Check out this video to learn to identify an ash tree.

What is an Elm Tree?

Elm trees are also found widely throughout the Northern Hemisphere. Like ash, there are many different species of elm, and they have slightly different physical characteristics depending on the species.

Elm trees generally have brownish-gray, diamond-furrowed bark, similar to some ash trees. However, elm leaves are generally a darker green, have a more deeply-veined, toothlike appearance, and are alternately arranged on the branches.

In terms of height, ash trees vary widely from species to species. Some species, such as the slippery elm and English elm, can grow more than 130 feet tall; other species have a more midrange height of 20 to 80 feet, while the camperdown elm only grows about 10 to 15 feet tall.

Elm trees technically don’t have compound leaves, though their leaves are often arranged on the branch to appear that they are large leaflets making up large compound leaves. They are alternately rather than oppositely arranged, and the leaves often appear to have a large chunk taken out of them, as shown in the video below.

Elm trees also grow well in loose, well-draining soil, and they need plenty of water, but they require full sunlight to really thrive. For this reason, they frequently grow more isolated rather than in stands of trees.

Elm trees are frequently targeted by Dutch elm disease, a fungus spread to and between the trees by bark beetles. 

Ash Tree Vs. Elm Tree: Similarities and Differences

Ash Tree Vs. Elm Tree: Similarities and Differences
Elm Tree

As you can probably tell from the above sections, ash and elm trees have some obvious similarities. That said, you may have noticed a few differences as well.

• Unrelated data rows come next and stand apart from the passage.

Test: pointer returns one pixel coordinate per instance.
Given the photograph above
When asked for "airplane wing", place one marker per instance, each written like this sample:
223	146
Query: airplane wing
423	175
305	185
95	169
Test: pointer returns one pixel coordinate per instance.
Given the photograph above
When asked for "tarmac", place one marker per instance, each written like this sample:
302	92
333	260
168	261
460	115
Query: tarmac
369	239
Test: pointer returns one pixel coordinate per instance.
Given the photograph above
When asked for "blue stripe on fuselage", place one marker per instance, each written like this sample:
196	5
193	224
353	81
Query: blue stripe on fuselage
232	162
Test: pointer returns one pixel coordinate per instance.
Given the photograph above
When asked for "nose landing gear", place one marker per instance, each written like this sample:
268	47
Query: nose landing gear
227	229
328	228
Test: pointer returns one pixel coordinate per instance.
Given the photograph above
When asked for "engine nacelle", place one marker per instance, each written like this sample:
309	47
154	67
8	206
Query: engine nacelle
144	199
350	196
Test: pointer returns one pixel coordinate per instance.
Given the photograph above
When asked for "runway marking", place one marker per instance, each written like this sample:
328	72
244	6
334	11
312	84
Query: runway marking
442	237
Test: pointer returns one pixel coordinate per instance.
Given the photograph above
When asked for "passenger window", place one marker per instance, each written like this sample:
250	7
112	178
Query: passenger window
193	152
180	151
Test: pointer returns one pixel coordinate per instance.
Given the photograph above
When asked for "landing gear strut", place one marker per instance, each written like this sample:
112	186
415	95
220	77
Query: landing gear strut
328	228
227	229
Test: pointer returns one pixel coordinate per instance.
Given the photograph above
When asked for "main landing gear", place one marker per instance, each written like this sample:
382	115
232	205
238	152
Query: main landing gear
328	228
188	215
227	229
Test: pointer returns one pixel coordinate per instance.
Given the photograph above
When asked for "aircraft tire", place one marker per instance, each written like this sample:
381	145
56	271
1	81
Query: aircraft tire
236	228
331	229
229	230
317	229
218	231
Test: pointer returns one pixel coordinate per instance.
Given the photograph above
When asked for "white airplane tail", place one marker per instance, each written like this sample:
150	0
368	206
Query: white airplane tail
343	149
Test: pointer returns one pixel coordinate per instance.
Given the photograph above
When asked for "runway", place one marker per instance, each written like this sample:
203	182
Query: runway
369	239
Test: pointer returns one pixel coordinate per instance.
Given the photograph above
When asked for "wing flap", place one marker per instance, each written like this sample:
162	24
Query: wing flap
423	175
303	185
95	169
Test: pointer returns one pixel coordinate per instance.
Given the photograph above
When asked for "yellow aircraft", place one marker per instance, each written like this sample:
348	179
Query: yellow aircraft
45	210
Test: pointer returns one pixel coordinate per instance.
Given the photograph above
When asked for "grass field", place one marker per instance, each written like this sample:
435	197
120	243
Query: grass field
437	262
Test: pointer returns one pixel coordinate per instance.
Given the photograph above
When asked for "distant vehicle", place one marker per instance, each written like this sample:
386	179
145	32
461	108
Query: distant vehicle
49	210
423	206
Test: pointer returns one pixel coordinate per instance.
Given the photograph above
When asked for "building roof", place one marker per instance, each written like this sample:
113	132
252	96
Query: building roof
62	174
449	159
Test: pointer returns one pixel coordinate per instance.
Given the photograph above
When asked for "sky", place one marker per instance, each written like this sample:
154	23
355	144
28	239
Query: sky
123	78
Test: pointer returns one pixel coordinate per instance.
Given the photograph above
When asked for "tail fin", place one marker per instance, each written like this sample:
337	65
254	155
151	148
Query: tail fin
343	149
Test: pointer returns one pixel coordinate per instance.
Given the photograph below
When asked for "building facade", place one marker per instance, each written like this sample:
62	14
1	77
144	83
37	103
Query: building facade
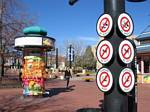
143	52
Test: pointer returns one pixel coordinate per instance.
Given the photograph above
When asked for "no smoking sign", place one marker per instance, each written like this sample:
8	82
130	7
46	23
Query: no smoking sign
126	51
104	79
104	52
125	24
126	80
104	25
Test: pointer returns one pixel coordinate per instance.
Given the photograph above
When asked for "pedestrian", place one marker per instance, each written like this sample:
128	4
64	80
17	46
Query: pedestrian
67	76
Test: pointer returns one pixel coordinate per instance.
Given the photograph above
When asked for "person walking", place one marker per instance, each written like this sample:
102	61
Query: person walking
67	76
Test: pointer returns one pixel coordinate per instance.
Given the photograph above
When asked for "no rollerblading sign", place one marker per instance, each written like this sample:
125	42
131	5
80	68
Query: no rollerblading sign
104	25
126	80
104	79
126	51
104	52
125	24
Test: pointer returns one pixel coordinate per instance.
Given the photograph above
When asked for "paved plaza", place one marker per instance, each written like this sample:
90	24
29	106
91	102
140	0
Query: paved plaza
79	96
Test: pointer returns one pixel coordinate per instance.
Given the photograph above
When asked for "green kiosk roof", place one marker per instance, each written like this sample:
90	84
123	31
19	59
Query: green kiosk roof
34	30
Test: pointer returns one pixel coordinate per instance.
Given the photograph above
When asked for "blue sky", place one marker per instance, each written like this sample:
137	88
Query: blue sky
64	22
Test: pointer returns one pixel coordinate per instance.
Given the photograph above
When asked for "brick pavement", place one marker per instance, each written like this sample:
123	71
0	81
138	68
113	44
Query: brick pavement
80	95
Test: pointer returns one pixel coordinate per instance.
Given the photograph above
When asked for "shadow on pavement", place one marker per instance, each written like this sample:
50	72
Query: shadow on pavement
101	109
55	91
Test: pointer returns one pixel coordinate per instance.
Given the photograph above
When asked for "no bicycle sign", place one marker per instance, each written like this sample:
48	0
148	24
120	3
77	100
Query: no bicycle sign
104	79
126	80
104	25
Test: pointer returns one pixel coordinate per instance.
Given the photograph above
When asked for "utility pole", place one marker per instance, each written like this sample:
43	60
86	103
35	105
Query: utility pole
56	58
115	26
70	53
1	26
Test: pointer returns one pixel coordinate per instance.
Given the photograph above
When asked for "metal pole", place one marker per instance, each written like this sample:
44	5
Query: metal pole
115	100
56	58
1	23
70	63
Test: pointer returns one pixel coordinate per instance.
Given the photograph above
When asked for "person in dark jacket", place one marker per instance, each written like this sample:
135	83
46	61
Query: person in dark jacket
67	76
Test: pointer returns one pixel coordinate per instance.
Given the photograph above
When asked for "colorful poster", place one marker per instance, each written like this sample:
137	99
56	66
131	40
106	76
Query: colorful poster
33	75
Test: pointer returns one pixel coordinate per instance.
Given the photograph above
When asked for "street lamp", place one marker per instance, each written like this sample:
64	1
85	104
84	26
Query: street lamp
136	0
72	2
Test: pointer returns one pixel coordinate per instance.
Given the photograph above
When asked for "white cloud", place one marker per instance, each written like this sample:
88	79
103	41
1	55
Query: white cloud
94	39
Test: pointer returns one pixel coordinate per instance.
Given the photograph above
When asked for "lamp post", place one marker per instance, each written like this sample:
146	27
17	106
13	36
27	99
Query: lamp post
1	24
116	100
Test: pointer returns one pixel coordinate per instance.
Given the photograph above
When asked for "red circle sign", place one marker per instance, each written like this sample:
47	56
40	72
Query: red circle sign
104	79
104	52
125	24
126	80
104	25
126	51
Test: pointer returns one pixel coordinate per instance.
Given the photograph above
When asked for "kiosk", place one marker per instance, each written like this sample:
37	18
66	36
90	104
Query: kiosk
34	45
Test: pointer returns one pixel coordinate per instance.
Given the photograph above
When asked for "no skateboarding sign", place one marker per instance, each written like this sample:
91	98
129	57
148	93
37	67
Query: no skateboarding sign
126	80
104	79
104	51
104	25
126	51
125	24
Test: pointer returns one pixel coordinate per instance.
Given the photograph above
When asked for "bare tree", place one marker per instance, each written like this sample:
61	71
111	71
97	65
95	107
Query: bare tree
79	49
12	21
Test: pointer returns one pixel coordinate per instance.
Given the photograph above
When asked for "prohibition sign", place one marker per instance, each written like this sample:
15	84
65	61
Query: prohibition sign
125	24
104	25
104	52
126	51
126	80
104	79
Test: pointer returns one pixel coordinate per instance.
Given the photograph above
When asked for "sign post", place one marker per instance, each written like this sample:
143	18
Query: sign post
115	25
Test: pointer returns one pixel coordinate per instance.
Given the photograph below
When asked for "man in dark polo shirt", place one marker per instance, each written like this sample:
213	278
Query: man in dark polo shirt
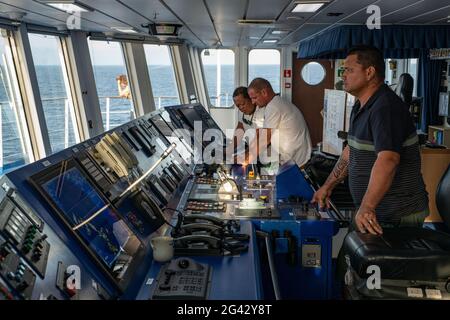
382	159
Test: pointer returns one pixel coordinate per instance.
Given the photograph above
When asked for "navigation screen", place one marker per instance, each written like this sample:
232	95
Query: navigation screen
76	199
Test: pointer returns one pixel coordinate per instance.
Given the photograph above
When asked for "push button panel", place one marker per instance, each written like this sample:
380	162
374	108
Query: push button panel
29	241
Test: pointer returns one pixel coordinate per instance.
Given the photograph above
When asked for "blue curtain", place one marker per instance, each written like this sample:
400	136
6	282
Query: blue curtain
428	87
396	42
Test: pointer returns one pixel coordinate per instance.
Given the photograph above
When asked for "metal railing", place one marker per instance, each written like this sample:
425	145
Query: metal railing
67	104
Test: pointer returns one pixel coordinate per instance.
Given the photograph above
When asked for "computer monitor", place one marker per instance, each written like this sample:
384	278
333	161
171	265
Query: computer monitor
74	198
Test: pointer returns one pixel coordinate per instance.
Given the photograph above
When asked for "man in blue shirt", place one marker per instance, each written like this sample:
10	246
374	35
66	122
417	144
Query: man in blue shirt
382	159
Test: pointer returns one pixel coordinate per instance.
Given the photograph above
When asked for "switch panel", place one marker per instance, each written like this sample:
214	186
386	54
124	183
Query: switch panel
15	272
311	256
24	235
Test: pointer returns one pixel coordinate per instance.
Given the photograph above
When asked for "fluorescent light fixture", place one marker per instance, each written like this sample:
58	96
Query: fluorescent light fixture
124	29
67	5
279	31
308	7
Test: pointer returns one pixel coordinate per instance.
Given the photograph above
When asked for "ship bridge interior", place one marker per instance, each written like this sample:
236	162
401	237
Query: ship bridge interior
111	111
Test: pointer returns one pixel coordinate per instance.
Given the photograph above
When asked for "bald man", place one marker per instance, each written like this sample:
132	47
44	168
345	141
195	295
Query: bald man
284	124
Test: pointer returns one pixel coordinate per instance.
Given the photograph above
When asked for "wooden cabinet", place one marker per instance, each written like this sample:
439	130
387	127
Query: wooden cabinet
441	133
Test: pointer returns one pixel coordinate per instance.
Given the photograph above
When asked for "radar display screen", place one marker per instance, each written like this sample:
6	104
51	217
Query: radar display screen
75	199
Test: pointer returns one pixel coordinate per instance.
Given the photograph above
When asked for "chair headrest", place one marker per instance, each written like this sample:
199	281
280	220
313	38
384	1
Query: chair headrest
404	88
443	197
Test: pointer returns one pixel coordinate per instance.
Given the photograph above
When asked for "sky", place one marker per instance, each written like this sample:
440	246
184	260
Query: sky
45	52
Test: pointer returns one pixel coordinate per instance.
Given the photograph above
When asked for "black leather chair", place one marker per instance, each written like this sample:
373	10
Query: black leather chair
407	257
404	88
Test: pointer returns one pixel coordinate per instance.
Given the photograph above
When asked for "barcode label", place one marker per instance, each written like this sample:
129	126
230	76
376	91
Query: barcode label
414	292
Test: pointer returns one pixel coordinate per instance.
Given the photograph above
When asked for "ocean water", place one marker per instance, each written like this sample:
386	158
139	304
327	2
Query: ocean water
54	100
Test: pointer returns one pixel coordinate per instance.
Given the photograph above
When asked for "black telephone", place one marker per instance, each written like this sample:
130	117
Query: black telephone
198	241
199	218
211	229
183	278
228	225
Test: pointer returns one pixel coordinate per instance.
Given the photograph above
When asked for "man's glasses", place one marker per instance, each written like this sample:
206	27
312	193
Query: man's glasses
246	121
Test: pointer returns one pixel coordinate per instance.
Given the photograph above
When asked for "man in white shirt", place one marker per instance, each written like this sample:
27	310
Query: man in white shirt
284	124
249	117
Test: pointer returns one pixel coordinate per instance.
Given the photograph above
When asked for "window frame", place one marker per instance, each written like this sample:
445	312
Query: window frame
22	113
128	71
210	105
279	70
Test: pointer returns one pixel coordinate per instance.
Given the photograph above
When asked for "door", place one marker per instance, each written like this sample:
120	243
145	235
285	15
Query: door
309	81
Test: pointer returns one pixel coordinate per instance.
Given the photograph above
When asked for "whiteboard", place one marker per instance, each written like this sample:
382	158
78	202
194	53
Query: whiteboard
335	102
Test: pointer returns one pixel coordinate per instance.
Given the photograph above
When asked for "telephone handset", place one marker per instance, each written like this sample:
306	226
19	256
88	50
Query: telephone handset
111	158
196	240
196	228
123	148
185	264
148	207
193	218
183	278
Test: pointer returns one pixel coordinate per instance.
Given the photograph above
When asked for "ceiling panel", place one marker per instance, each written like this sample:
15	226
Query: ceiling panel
195	15
302	33
349	8
199	29
44	15
225	15
150	8
266	9
415	10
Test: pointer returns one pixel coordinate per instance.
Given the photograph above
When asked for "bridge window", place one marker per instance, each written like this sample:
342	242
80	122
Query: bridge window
218	65
162	77
15	146
265	63
111	79
55	91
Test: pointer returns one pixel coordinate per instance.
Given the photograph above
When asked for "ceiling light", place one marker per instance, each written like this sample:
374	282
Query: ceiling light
279	31
67	5
307	7
124	29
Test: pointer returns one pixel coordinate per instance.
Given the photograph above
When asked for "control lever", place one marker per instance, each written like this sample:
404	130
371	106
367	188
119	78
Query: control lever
292	248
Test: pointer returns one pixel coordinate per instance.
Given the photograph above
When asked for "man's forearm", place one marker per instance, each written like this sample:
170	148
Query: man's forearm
382	174
340	170
259	143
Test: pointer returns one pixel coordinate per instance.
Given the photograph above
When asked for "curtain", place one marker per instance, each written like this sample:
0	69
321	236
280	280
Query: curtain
428	87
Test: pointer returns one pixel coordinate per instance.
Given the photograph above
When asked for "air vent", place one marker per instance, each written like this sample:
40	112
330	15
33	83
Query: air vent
255	22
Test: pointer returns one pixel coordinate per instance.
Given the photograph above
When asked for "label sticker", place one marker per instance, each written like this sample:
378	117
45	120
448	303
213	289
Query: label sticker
414	292
46	163
433	293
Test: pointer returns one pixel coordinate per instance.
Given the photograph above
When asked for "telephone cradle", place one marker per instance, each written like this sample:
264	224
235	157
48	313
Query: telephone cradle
183	278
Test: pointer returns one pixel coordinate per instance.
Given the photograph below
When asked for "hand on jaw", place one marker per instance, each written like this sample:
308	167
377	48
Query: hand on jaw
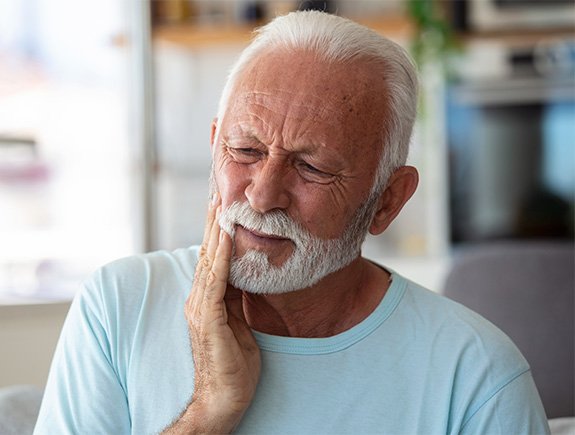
226	356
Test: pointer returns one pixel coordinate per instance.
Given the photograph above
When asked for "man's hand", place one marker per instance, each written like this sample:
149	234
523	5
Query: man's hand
226	356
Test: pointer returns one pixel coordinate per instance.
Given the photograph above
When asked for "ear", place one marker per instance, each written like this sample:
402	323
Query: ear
400	187
213	132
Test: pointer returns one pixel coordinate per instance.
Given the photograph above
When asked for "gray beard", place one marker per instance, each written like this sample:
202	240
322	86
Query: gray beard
313	258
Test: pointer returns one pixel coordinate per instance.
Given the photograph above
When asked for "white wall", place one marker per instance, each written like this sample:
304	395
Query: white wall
28	336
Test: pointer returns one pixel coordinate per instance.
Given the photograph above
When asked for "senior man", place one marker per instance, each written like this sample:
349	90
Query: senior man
277	324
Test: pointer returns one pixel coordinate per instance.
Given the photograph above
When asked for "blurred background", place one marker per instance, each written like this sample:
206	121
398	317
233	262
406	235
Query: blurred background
105	111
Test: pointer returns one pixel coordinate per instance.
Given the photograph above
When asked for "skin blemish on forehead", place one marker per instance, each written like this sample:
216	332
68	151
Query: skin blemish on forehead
312	106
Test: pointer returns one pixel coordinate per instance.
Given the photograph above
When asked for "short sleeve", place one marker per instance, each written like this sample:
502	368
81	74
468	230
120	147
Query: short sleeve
84	393
515	408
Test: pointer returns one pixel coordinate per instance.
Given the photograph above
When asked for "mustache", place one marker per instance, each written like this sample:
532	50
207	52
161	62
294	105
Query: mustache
275	223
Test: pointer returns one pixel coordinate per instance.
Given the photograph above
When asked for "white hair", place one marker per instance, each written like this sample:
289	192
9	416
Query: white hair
339	40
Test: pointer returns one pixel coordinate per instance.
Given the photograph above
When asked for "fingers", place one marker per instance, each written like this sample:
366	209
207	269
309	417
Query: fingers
212	270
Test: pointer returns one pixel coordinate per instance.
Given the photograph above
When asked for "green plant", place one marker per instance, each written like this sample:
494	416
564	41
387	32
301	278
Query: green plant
434	37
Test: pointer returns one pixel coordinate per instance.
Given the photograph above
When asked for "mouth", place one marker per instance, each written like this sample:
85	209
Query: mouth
263	236
269	243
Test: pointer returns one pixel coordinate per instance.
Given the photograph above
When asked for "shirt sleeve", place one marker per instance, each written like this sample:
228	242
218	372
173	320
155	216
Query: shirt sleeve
515	408
84	392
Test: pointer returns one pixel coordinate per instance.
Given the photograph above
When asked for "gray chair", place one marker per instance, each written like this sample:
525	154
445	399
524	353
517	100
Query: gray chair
527	290
19	406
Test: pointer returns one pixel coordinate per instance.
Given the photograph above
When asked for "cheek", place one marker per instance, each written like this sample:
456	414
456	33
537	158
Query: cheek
231	183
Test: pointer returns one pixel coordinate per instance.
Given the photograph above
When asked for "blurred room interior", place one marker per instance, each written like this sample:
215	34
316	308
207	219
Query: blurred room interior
105	112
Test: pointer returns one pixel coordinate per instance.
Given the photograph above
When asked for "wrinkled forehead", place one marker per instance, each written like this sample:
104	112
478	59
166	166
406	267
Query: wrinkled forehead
312	87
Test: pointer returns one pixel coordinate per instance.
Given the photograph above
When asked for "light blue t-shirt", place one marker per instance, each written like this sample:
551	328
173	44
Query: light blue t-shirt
419	364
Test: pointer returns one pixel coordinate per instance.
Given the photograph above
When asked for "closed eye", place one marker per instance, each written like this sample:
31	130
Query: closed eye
313	174
245	155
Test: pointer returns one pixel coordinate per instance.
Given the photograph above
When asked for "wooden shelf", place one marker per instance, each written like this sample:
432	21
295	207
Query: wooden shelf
197	36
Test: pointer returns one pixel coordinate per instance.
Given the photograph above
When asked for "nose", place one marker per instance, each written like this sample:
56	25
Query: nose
268	189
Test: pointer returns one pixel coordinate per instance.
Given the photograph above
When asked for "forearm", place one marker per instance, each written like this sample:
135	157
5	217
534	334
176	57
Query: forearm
199	418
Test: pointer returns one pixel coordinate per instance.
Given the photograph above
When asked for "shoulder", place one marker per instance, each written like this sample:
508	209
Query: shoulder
124	286
465	340
478	361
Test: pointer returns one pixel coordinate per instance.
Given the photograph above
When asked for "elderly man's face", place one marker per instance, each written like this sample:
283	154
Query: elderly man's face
301	137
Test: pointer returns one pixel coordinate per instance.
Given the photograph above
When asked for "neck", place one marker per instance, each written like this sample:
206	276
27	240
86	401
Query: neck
338	302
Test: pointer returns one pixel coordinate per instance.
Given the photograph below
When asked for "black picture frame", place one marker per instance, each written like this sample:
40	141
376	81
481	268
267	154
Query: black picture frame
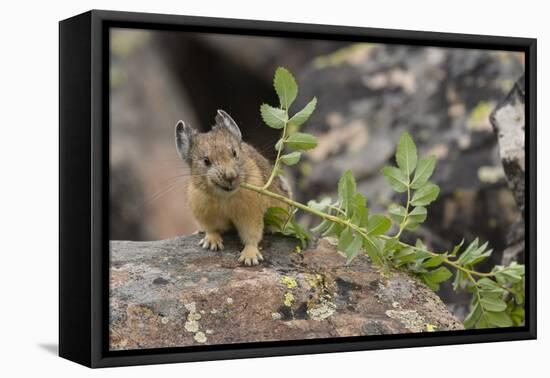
84	192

Let’s take a closer look at these similarities and differences.

Similarities

  • Distribution and habitat: Both ash and elm are found all over the Northern Hemisphere, throughout North America, Europe, and parts of Asia. They are often found growing in the same habitats, as they require similar growing conditions.
  • Overall appearance: From a distance, ash and elm trees can look quite similar. They both have the same beautifully-patterned brown-gray bark and a similar-looking leaf pattern.
  • Susceptibility: Both ash and elm are susceptible to disease and pests, though they are most often targeted by different threats. As noted above, emerald ash borers pose the greatest threat to ash trees, while bark beetles spreading Dutch elm disease are the biggest risk for elms.
  • Species diversity: Both ashes and elms come in a variety of different species, ranging in size and physical attributes.

Differences

  • Scientific families: Despite their similarity of appearance, ash and elm trees belong to different scientific families. Ash trees belong to the family Oleaceae and the genus Fraxinus, while elm trees are in the family Ulmaceae and are denoted by the genus Ulmus.
  • Leaves: The most notable physical difference between ash and elm trees is their leaves. Ash trees have oppositely-arranged leaflets making up compound leaves, while elm trees have simple leaves arranged alternately on the branches.
  • Size: Both ash and elm trees come in different sizes depending on species, but elm trees tend to vary in size more than ash trees do. Some elm trees are much smaller than ash trees, while many are much larger. 
  • Sunlight requirements: Though they generally have the same growing conditions, ash and elm differ in their need for sunlight. Elm trees require full sunlight, while ash trees can thrive in partial shade.

Conclusion

Ash trees and elm trees are easy to confuse because, at first glance, they look quite similar; they also frequently grow in the same areas. That said, if you look a little closer, you will start to notice differences between them, especially in the arrangement of their leaves.